Revenue rose 7 percent, beating expectations, helped by strong wireless subscriber growth and demand for its high-speed FiOS Internet services.
Verizon, which bought out its wireless division from British cellphone carrier Vodafone Group last year, said it added 2.1 million net retail connections during the quarter. It added 672,000 net postpaid phones and 1.4 million new tablets.
The New York-based company said it had a loss of 54 cents per share. Earnings, adjusted for non-recurring costs, came to 71 cents per share. A year ago net income totaled $5.07 billion, or $1.76 per share. The results met Wall Street expectations. The average estimate of analysts surveyed by Zacks Investment Research was also for earnings of 71 cents per share.

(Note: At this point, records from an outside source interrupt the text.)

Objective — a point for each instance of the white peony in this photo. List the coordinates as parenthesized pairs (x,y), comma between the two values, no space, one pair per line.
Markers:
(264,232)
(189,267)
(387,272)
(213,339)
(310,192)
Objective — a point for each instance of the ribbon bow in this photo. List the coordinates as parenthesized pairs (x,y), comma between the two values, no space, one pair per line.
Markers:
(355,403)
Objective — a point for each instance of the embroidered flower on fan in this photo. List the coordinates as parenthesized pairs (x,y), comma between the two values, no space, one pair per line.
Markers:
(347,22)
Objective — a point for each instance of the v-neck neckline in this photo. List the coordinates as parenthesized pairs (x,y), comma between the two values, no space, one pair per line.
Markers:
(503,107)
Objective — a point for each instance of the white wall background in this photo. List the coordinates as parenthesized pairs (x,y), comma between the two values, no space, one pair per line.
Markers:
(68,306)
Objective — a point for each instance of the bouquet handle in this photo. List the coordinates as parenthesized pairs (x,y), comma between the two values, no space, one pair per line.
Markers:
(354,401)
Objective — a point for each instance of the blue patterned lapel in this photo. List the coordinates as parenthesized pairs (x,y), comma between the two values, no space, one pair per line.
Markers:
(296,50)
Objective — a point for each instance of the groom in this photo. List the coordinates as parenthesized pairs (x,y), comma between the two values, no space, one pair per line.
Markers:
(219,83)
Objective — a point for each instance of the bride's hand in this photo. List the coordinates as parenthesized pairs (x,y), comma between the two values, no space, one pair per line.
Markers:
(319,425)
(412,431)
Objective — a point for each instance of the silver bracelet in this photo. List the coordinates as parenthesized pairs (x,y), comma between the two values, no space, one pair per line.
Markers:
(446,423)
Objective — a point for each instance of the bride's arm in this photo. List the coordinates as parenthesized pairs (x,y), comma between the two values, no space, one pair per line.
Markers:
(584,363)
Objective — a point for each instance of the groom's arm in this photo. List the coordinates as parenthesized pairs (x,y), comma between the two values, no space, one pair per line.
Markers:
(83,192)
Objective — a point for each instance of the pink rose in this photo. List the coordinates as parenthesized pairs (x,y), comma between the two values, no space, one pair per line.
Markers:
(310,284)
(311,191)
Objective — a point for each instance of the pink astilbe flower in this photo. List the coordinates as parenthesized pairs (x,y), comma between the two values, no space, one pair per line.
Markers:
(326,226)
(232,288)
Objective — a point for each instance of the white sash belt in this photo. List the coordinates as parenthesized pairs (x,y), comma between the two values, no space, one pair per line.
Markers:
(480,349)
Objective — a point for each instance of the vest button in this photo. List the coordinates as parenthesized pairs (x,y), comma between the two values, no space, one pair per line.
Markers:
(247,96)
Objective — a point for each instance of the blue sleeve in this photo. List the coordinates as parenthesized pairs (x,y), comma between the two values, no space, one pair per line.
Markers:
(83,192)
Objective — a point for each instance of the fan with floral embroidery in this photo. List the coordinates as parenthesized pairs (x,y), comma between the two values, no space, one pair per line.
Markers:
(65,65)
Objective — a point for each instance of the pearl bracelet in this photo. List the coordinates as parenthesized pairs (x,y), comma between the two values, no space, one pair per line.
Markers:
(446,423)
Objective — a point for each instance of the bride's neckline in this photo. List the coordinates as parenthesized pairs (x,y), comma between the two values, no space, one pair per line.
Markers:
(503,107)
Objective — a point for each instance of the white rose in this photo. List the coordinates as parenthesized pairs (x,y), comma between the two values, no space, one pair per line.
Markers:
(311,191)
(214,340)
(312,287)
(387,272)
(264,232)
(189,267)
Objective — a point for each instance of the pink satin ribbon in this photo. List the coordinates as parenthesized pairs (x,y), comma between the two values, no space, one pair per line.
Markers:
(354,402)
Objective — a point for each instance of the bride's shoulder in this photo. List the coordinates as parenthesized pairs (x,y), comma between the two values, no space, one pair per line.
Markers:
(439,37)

The largest U.S. cellphone carrier said revenue rose 7 percent to $33.19 billion from $31.07 billion last year, topping Street forecasts. Analysts expected $32.53 billion, according to Zacks. The company forecast a 4 percent revenue increase in 2015.
Verizon shares have climbed 3 percent since the beginning of the year, while the Standard & Poor’s 500 index has declined slightly more than 1 percent. The stock has climbed 1 percent in the last 12 months.